Friday 29 August 2014

Maurice Ravel

Maurice Ravel
Cricketers whose expectations are raised by noticing that the works of the great French composer Maurice Ravel include a song entitled Cricket have to be let down slowly. For they may open their ears for a melody celebrating line and length but instead will find an account of a day in the life of an insect.

They will feel désolé, affligé, inconsolé, désespéré, misérable, triste, affligeant, abandonné, désert, malheureux.  All a bit French in fact.  Is it this Frenchness which is a factor behind the lack of cricketing material in the works of Ravel?

Putting this apparent limitation behind him, Fantasy Bob found himself in the Usher Hall earlier this week enjoying Ravel's ravishing music played superbly by the Royal Concertgebouw Orchestra under five-star conductor Mariss Jansons. Test Match Quality.

Mariss Jansons
On the programme was Suite No 2 from the ballet score Daphnis and Chloe.
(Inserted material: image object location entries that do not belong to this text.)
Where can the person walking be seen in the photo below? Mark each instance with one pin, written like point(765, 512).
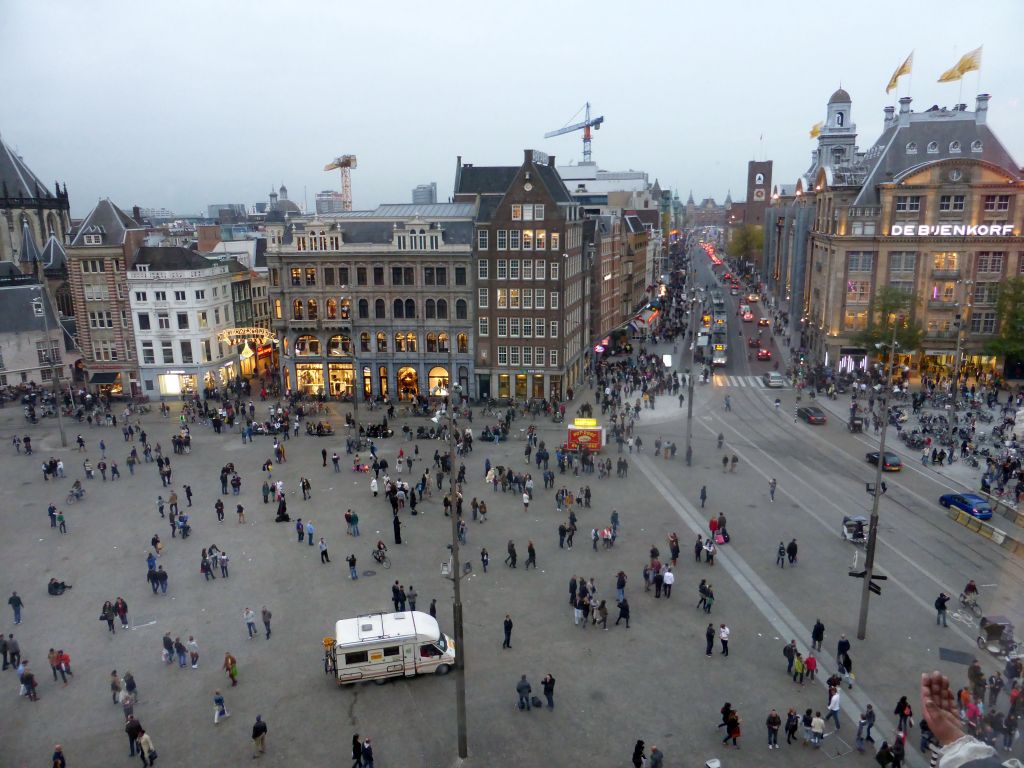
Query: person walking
point(259, 736)
point(940, 608)
point(773, 723)
point(548, 684)
point(523, 689)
This work opens with as fine a musical depiction of dawn and early morning as has ever been written.  It will evoke the feeling in any cricketer of arriving early at the ground with a hint of dew on the grass and the golden sunlight slowly streaming over the wicket as the Doughty Groundsman (depicted by the lower strings) puts his finishing touches to the surface.

So evocative is it that FB began to wonder whether Ravel have gained his inspiration from this piece by exposure to just such a cricket ground?

Ravel made several visits to Britain during his career. His first visit was a the end of April 1909, the same year that he began work on Daphnis and Chloe and may well have caught the opening matches of the season.  Coincidence?  FB doesn't think so. (Sadly FB notes that while Ravel visited Edinburgh several times he did so only during the winter months, so it is unlikely that he took his inspiration from a morning visit to Carlton's prestigious Grange Loan HQ.)

It is less easy to track the cricketing inspiration in his later works although some of his visits to Britain coincided with significant cricketing events which may well have stuck in his mind. In 1922 he was in England shortly after Warwickshire and Hampshire took part in one of the most remarkable of all County Championship matches. After making 223 Warwickshire dismissed Hampshire for only 15, Following on, Hampshire did better, but were still struggling when a 9th wicket partnership of 180 lifted them to 521. Warwickshire needed 314 to win but were bowled out for 158 to give Hampshire a remarkable win in one of the greatest comebacks in cricket - and the inspiration behind Ravel's blues influenced violin sonata finished the year after.

Iftikhar Ali Khan Pataudi -
known to his pals as Nawab
In July 1931 Ravel conducted at Covent Garden at the same time as the annual University match between Oxford and Cambridge was underway at Lords.  Might he have spent the day there watching the Nawab of Pataudi stroke the Cambridge bowlers to all parts of the ground to make 238*?  His subsequent work suggests as much.   

For in 1931 Ravel completed his Piano Concerto, also part of the concert programme attended by FB. There seems little argument that the languid, elegant and beautiful second movement is a fitting tribute to this fine innings. 

The Nawab was subsequently selected for the Ashes tour in what became the bodyline series.  He scored a century in his first Test innings but struggled subsequently - both with his form, the bodyline tactic and, personally, with the skipper Jardine of whom he said,  'I am told he has his good points. In three months I have yet to see them.'  Ravel did no meet Jardine, but his music suggests he may have had similar reservations about the tactic.

Pataudi subsequently skippered India on their tour of England in 1946.  Tragically, Ravel could gather no further inspiration from the Nawab for he died in 1937, without adding to the cricket references in his work.